2)      Atoms and links are objects or constructs.  All atoms and all links for a bag are computed when the Event Browser is pointed at a node in the SLIP Framework.  This information is stored in an ASCII file and the data is placed into process memory.  The ASCII file is made available immediately, to any other computer process, after the data is placed into memory.

3)      Immediately after scattering the bag of atoms (from one node in the SLIP Framework) into objectSpace, each individual atom will be subsumed as a compound object with one atom.  Locate of the compound and compound valances are acquired from the atoms contained in the compound object.

4)      The dissipative/Excapement algorithms are run iteratively to cause a process compartment having structure and stability.

5)      Compounds are merged until the bag of atoms is fully resolved.  As this process develops, there are fewer and fewer compounds.  The aggregation process stops when the atom valances are fully resolved – just like in physical chemistry.

6)      Also just like in physical chemistry, there are sometimes meta-stable states that move the compound dynamics back and forth between two or more “situated resolutions”. 

7)      Due to the fact that the bag may have atoms with resolution only possible to atoms outside the bag, the fully resolved compound is relative to the bag, and may have valance (linkage) to compounds associated with other nodes in the SLIP Framework.

 

At any time the entire state produces by the aggregation process is recorded in the various objects in memory.  This information can be expressed into a text file.

 

Thus Mathematica or any other process can take up the transforms of the bag of atoms at any point during the formative process.  The interface that allows one to move the bag over to a Mathematica visualization environment is straightforward.  This is the perfect way to develop different types of chemistry.  Once chemistry is developed, then the transformation can be encoded as Referential Information Base (lines and tensors as in the scatter gather to the circle.)  This provide very fast processing.

 

 


Section 3: Transient processes

 

Once a bag of event atoms are resolved it is possible to see how new structures are placed into a common objectSpace.  We should remember that invariance is what is being detected.  We can review how invariance is detected with the aid of Figure 5.

 

A pattern is defined in the link analysis of the Conjecture, and then refined and identified as an abstraction (such as a “port scan”) that is occurring in more than one way and at various times.  The scatter to the circle produces a category associated with these abstractions.  The event chemistry then develops a second layer of abstraction. 

 

Conceivably this will produce a small number of event categories at a third order of a stratified taxonomy as discussion in a presentation on Sensemaking. 

Figure 5: The SenseMaking environment for SLIP

 

Figure 5 can be regarded as an IDEF type diagram with the following inputs or outputs (starting in the upper right corner):

 

1)      Event Log:  The data source has to be in the form of an event log.  The event can be a text mining process of a data mining process that is discovering and placing into the record event profiles.  Examples so far are (a) Intrusion Detection Audit logs, (b) FTP log file dump, and a crude thematic parser as applied to the BCNGroup Fable collection.  Human work is required to identify proper event logs.

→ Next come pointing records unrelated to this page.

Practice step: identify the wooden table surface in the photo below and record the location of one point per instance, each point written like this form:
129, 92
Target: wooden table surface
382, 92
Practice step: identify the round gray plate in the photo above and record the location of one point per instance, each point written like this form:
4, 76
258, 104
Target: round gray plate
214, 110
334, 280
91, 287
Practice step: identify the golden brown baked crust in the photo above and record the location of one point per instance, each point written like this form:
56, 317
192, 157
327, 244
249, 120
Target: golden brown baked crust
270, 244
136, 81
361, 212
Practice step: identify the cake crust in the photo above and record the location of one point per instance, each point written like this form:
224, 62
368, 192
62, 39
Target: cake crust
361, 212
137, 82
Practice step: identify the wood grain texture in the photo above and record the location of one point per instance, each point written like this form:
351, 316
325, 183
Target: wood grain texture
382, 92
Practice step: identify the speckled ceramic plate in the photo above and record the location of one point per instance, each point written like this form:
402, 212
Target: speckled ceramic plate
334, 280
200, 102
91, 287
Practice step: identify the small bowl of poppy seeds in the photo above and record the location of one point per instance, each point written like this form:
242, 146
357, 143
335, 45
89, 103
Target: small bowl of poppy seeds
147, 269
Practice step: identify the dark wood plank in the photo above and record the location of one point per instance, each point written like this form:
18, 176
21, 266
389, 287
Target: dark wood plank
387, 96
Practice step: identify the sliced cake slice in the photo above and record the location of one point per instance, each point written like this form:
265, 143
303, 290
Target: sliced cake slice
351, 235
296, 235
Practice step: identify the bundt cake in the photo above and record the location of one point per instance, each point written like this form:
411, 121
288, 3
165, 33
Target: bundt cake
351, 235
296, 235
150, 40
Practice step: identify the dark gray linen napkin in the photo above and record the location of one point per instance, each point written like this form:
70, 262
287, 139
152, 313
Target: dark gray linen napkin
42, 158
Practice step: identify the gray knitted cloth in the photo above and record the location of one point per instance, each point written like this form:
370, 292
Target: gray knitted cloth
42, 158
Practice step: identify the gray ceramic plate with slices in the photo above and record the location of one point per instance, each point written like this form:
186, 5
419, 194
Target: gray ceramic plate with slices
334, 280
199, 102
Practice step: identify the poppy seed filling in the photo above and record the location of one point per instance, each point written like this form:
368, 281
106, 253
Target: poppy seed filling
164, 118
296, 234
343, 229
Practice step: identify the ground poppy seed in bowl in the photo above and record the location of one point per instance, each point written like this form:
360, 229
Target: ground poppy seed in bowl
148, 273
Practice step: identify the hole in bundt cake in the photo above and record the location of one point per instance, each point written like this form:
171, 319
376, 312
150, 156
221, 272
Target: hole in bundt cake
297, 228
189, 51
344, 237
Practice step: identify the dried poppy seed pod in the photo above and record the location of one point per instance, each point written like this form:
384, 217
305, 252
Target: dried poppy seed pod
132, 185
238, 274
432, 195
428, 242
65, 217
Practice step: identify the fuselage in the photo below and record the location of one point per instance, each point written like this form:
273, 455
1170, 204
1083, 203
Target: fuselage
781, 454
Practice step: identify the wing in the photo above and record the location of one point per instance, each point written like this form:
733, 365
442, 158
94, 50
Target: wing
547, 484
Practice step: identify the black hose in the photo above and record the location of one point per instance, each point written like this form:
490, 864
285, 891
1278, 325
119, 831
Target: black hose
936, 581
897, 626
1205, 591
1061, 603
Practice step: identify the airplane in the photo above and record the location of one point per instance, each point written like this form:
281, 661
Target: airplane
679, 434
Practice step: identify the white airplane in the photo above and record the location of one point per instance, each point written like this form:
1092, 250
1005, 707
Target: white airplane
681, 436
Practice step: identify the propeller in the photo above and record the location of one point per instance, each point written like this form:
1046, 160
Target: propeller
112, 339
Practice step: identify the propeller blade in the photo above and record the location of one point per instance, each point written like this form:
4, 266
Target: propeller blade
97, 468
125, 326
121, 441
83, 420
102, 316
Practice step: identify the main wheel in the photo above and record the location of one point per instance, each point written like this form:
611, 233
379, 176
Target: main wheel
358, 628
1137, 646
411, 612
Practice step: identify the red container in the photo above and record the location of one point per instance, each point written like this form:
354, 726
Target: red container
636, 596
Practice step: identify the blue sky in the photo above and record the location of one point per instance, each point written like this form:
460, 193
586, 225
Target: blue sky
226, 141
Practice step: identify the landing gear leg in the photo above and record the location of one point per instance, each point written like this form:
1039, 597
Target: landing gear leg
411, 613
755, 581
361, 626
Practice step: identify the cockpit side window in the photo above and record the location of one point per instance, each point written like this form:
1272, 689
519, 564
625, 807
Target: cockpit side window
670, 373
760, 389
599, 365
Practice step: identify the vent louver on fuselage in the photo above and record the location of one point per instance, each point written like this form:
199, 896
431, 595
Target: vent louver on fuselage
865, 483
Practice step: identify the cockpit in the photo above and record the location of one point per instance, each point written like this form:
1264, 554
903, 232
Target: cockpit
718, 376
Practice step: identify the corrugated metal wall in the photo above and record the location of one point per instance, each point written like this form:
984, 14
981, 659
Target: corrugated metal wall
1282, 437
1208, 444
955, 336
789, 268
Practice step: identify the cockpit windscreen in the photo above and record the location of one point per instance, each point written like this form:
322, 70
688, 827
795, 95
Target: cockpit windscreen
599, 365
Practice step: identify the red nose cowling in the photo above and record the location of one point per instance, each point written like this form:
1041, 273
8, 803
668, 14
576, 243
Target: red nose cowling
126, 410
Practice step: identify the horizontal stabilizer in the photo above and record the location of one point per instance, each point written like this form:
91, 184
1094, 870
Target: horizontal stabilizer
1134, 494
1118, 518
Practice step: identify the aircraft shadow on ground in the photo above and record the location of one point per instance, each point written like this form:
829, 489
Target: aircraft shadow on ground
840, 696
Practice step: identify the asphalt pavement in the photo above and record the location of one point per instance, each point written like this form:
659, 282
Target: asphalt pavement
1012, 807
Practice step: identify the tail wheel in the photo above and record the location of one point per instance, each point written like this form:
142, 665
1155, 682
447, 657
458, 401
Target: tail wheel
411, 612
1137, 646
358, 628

2)      Human Judgment:  The development of the Analytic Conjecture is aided by the SLIP warehouse Browser (see exercises)

3)      Human Control of Categorization:  Human control can be exercised in either one of the two levels of abstraction (see section 5.2 of the First Report on eventChemistry )

4)      Human Intervention: Actions are taken due to information delivered to the Invariance Detection Cycle.

5)      Human Control over relevance metrics: Reinforcement learning, such as found in artificial neural network classifiers, can be used in conjunction with manual changes in the way the over all system is working.

 

This type of SenseMaking system is being considered for implementation as an incident management system.